I now provided a pull request that fixes this issue:

I strongly hope that this soon get into the main such that it can be released with the next milestones build. My devices are really suffering from this issue…

It’s good to get that QoS fixed.
But reminder that it’s only speculation this has to do with your problem.
We still haven’t seen how quickly you send messages, closest estimate is three within one second.

I meanwhile have worked-around in my code a lot and ensure that all messages have a minimum delay - sacrificing wait time for my users. And still I experience that openhab swallows messages from time to time - meaning the broker sends them to openhab and openhab does not process them. Likewise, some messages from openhab to the device were dropped, which makes my device waiting for logical acknowledgement and reports false negatives to the user.
To alleviate the latter problem, I found a non-standard setting of mosquitto according to which it raises qos level of subscribers to match their request level even if the publisher uses lower qos. My device subscribes with qos=2 but because openhab only sends with qos=0, according to the standard mosquitto sends them with qos=0 to my device. Now with setting upgrade_outgoing_qos=true, at least the path between the broker and the device is safe, as the broker sends it to the device with qos=2 given it received the message from openhab.
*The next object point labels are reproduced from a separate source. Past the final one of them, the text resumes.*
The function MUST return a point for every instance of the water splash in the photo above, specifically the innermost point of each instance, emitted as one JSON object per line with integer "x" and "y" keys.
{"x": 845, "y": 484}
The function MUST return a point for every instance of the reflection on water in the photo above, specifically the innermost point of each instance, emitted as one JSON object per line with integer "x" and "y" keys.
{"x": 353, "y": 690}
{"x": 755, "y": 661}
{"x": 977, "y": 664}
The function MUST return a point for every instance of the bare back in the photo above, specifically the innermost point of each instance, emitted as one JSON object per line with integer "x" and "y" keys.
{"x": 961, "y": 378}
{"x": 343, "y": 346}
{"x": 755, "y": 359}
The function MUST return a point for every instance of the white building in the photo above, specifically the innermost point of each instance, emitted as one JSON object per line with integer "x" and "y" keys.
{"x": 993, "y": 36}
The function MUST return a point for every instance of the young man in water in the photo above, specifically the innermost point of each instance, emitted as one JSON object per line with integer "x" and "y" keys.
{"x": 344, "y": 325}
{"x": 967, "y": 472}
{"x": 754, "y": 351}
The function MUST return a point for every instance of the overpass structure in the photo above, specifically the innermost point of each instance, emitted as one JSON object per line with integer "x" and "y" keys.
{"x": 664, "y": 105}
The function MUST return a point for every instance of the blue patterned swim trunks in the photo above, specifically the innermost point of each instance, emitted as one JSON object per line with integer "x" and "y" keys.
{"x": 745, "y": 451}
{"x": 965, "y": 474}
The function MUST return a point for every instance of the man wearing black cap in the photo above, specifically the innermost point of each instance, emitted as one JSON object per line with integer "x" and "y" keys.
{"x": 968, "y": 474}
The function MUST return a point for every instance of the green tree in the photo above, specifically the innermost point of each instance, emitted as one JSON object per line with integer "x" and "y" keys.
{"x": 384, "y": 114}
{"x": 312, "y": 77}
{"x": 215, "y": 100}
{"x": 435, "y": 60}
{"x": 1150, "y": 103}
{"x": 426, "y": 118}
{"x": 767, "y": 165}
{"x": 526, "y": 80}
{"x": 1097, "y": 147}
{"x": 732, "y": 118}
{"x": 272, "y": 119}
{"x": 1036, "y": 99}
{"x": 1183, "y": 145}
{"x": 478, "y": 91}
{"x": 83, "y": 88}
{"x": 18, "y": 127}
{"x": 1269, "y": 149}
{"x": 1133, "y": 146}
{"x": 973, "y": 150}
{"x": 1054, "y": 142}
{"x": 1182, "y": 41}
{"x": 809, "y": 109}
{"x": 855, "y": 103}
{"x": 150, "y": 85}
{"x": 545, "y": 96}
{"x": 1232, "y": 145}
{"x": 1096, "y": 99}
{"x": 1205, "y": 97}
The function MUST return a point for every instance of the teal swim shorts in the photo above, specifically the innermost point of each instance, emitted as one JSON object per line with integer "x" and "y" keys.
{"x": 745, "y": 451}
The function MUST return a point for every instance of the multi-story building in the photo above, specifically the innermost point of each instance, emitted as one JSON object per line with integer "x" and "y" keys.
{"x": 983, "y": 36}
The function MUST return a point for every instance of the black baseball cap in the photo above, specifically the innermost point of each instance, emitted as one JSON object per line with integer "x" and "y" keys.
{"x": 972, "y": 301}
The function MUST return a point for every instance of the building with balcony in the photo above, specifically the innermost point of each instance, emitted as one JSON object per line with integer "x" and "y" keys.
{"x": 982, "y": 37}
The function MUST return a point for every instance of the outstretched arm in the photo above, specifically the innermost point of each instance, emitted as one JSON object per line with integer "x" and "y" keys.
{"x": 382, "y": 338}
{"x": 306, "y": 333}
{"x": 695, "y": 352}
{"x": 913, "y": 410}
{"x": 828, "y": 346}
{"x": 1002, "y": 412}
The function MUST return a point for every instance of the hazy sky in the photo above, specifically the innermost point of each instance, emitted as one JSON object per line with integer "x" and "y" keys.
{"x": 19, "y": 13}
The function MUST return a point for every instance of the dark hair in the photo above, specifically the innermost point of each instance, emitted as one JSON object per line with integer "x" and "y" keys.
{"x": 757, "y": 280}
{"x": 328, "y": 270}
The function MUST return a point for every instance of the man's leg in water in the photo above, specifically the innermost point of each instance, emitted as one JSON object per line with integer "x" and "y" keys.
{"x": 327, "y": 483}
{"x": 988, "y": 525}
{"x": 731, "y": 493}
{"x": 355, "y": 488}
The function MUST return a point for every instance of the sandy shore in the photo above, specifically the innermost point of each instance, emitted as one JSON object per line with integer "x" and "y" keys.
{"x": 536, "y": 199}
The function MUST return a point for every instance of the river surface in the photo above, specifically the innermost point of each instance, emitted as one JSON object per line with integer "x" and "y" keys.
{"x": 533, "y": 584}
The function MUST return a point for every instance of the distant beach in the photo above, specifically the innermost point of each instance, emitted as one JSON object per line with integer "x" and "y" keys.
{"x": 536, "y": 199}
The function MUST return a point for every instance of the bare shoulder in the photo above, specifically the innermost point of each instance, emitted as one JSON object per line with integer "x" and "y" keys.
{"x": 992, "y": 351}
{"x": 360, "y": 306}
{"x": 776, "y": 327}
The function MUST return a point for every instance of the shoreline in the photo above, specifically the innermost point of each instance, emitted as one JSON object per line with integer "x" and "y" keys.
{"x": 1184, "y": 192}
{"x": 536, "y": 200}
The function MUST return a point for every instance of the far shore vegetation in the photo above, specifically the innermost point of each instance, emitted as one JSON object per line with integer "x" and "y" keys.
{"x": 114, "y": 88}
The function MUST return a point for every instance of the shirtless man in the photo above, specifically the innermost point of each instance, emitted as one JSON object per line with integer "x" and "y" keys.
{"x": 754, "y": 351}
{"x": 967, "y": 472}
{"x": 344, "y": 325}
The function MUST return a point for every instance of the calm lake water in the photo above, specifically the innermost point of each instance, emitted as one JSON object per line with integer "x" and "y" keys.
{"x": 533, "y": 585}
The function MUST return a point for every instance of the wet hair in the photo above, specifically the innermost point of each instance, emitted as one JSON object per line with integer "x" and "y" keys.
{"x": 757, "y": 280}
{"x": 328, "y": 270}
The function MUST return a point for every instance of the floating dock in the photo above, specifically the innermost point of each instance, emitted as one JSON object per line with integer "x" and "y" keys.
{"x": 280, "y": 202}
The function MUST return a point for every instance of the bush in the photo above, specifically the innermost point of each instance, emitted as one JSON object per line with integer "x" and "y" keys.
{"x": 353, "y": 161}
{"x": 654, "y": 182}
With those workarounds I felt now save enough to bring the fingerprint device into productive use for my family, but there are still some rare error cases.
With the openhab fix I’m confident that I don’t loose any messages anymore and that I eventually even can speed up the message throughout again.

I did have an issue with MQTT messages being too close together. I was using a encoder for dimming that I couldn’t get working stable so I just moved from MQTT to interact directly with the REST api.

Hi denominator,
Thanks for that hint, that’s a good idea for a workaround.
I don’t like it as an ultimate solution, because using the REST interface means that my device has to know the Item name in openHAB, and then I must recompile the device firmware if the item name is changed (not speaking of the risk to forget about that dependency and breaking the function with a simple rename).

I more and more get the feeling that the mqtt binding is not as stable as one would assume, given the number of users and the time it is already available.
I had it two days in a row, that everything worked fine for the first two hours of openHAB being up, and then suddenly the binding did not react anymore on certain messages - as if it had forgotten that it subscribed to that message. In this case, I can see that mosquitto transmitted the message to openHAB, but the binding didn’t react.
Strange thing is, that other channels of the same Thing still worked without problems, and only some were dead - consistently and repeatable…

If I knew how to reproduce this state, I could track it better down, but with only getting sporadically into it, after hours of running fine, this is cumbersome. If the system is in that state, only mitigation possibility is to restart openHAB. In that attempt, it also reports that the handler of the mqtt binding did not react within 5000ms…

A gut feeling tells me that this is related with the SamsungTV binding, which seems to have some internal lock problem if it hits connection issues with the TV. Is it possible, that a locked thread in the SamsungTV binding also makes mqtt binding stop working? Are those operated by the same threads??

Regards,
Stedon81

Most stuff in oh operate it of thread pools so that is very much a possibility.